Open-source npm package cuts LLM token use by 70–90% using two-tier inference

An open-source npm package called open-terminal (@hasna/terminal) claims to cut LLM token consumption by 70 to 90 percent per agent session by inserting a cheap inference layer between shell output and the frontier model. The figures in this article come from the project's GitHub README, which was accessible despite the original Hacker News submission's linked article returning no content.

The core architecture is a two-tier inference pattern. Open-terminal intercepts shell command output and runs it through Cerebras's API — specifically Qwen-3-235B on Cerebras's wafer-scale silicon — as a preprocessing step before the results reach a more expensive model like Claude Sonnet. According to the README, each Cerebras summarization call costs roughly $0.001 and the project claims that saves approximately $0.029 in Sonnet tokens, a 21x return. At 500 commands per day, it estimates $41 per month saved per agent instance. Cerebras offers a free tier, which lowers the barrier to testing at low volumes.

The preprocessing pipeline filters noise, rewrites commands, summarizes output using the cheap model, and converts results to structured JSON before the frontier model sees them. The README includes benchmarks on a TypeScript monorepo: 80 percent token reduction on grep output, 98 percent on repeated test runs using a diff-only mode, and 73 percent aggregate across 10 real-world commands.
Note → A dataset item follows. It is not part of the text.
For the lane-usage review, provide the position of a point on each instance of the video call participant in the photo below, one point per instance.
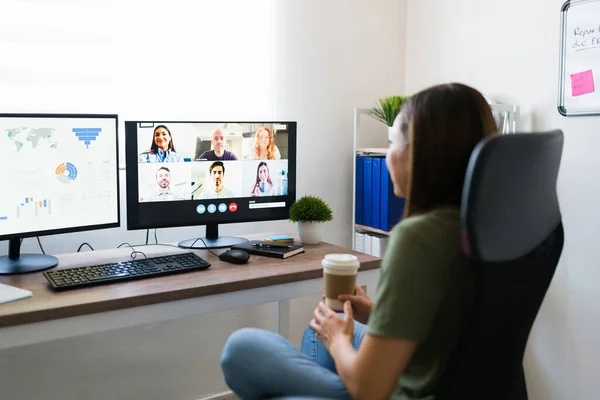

These are project-reported figures and haven't been independently verified.

Beyond the cost mechanics, open-terminal exposes more than 20 Model Context Protocol tools: command execution, semantic code search via AST parsing, symbol-level file reading, git state summaries, and a token economy dashboard with ROI tracking. It installs as an MCP server for Claude Code, OpenAI Codex, and Gemini CLI. The tool also accepts natural language instructions from human users, translating plain-English commands into shell commands — an angle that extends its audience beyond agent infrastructure teams.

One commenter in the Hacker News thread, identified as Orchestrion, said they're independently building a similar protocol for agent token efficiency. That's one data point, not a trend, but it suggests others are working on the same problem. Whether cheap-inference preprocessing becomes a standard layer in agent toolchains depends on whether the benchmarks hold up outside the README's test conditions.